Все казалось мне иным – и заросший гортензией двор, и узкий коридор, и запахи кухни, и даже ежедневная ругань соседа (того самого), иным, словно заново родившимся, чистым от той гнуси, которой был пропитан каждый мой день. Я лежал на своей кушетке, белье было чистым, а проклятый стакан уже не мелькал перед глазами. В руке у меня был зажат телефон, и я уже в десятый раз перечитывал одно и то же сообщение:
«Завтра смена вместе. Не опоздай… мой герой».
«Мой герой» – билось у меня в голове. «Мой».
Мой.
За окном громко мяукнул кот, и если бы это был рыжий Подлиза, я бы не слишком удивился.
Смена
Утро выдалось серым, дождливым. Мерзким каким-то, неприветливым. В такое утро больше всего хочется, едва открыв глаза, снова закрыть их, спрятаться подальше под одеяло, включить посильнее обогреватель, засунуть под одеяло мурчащего кота и уснуть, как минимум, на полгода.
Нельзя. Впереди – сутки работы. Сутки беготни, недосыпания, жалоб, холода, вони… Тот серый дождь, что сейчас колотит по оконным стеклам, будет барабанить мне прямо по голове, затекать за шиворот, лезть в глаза, хлюпать в туфлях. Ветер, от которого ходит ходуном плохо заклеенная форточка, будет забираться за отвороты куртки, хватать за бока своими ледяными лапами, валить с ног, забиваться в ноздри, провоцируя длительное «апчхи!» и шмыганье носом. Будет холодно, промозгло, раздражающе надоедливо, злобно-тоскливо. Мерзко. Но – необходимо.
Я – фельдшер «Скорой помощи». Я работаю на выездной бригаде, сутки через двое, за грошовую зарплату, с нелюбимым доктором, в холодной неотапливаемой машине.
Я люблю свою работу.
Может, поэтому меня и называют Психом?
* * *Подстанция встречает меня привычным утренним гомоном, суетой, облаками табачного дыма, плывущими с крыльца, руганью и ревом автомобильных моторов. Святое время для персонала – пересменка. С семи до восьми утром и вечером комплектуются новые смены бригад, молчит ненавистный селектор, есть время перекурить и проглотить кусок булочки всухомятку, а, если повезет – выпить горячего кофе.

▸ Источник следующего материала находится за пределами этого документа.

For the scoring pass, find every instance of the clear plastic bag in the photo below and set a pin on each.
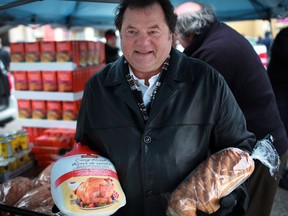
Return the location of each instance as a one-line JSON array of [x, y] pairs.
[[12, 190], [218, 176], [38, 197]]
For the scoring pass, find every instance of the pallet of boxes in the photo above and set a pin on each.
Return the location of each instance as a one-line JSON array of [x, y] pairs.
[[49, 81]]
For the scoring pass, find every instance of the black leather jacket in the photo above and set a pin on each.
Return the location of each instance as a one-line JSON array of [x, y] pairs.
[[194, 114]]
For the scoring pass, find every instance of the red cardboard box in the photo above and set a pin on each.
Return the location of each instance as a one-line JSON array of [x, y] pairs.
[[20, 80], [54, 110], [50, 82], [65, 81], [70, 110], [83, 46], [47, 51], [39, 109], [24, 108], [32, 52], [34, 80], [17, 52]]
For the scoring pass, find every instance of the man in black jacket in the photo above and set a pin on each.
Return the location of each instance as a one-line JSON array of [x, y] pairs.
[[277, 71], [156, 113], [207, 39]]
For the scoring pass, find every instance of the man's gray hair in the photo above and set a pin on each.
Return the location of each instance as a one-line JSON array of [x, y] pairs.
[[193, 23]]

Двор забит санитарными «ГАЗелями», поодаль скучает «УАЗик» фельдшерской бригады, посреди двора, распихав всех прочих, горделиво выпятил мигалки «Соболь» реанимации. Фельдшера, с красными от бессонницы глазами и угрюмыми заспанными лицами, таскают через двор скатанные постельные принадлежности, тяжелые сумки с кислородными ингаляторами, обшарпанные свинцовые укладки с хирургией, волоком тащат чехлы с костылями и иммобилизационными шинами, ухитряясь при этом наспех затягиваться сигаретным дымом, пожимать руки вновь прибывшим и ругаться с водителями.
– Саша? Саша!
– Че орешь, как потерпевшая? Тут я. Тебя-то где хрен носит?
– Ты на какой машине?
– 683, глаза разуй! Что, нах, повылазило? Вон стоит.
– Тогда помоги, тут вещей столько!
– Да иди гуляй! Вон машина, открыта, куда что ложить – разберешься.

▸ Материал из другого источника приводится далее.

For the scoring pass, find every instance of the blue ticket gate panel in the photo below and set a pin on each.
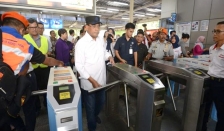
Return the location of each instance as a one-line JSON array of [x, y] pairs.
[[64, 100]]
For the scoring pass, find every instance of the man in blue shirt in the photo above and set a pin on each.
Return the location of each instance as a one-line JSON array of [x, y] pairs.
[[126, 47]]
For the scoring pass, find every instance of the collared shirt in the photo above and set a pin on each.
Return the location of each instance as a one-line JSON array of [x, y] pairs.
[[142, 53], [90, 57], [123, 46], [62, 50], [216, 68], [177, 52], [37, 41], [49, 43], [70, 38], [15, 49], [159, 50]]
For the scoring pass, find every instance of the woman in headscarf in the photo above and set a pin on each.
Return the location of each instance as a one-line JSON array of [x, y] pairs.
[[176, 47], [199, 46], [183, 43]]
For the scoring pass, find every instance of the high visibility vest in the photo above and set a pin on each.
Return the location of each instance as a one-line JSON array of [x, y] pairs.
[[43, 48], [15, 49]]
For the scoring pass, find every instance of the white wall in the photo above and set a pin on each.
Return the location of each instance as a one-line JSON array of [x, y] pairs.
[[168, 7]]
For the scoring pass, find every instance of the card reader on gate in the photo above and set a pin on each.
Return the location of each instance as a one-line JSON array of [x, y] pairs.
[[64, 94], [64, 100]]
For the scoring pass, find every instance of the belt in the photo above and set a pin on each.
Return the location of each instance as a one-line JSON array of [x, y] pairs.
[[216, 79]]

– Саш, ну совесть у тебя есть? Кардиограф хоть возьми!
– Нахрен мне твой кардиограф! Стукну еще где – потом не расплачусь. Сама тащи.

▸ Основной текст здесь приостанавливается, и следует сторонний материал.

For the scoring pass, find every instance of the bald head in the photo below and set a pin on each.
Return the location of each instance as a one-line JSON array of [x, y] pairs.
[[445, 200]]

Девушка работает у нас недавно – чуть не плачет, а сказать ничего не может. Мне ее становится жалко – форменную куртку ей еще не выдали, а зеленая ветровка, надетая поверх летней формы, не согреет и чукчу в субтропиках. Она, сгорбившись, стоит посреди двора, зажав под мышкой одеяло с подушкой, ухитрившись при этом нацепить на шею сумку с кардиографом, и еще пытается ухватить тяжелые шины. Водитель – наглая жирная рожа, тоже работает у нас не так давно – стоит под бетонным козырьком, предусмотрительно укрывшись от дождя, и курит «Приму», пуская вонючий дым в потолок.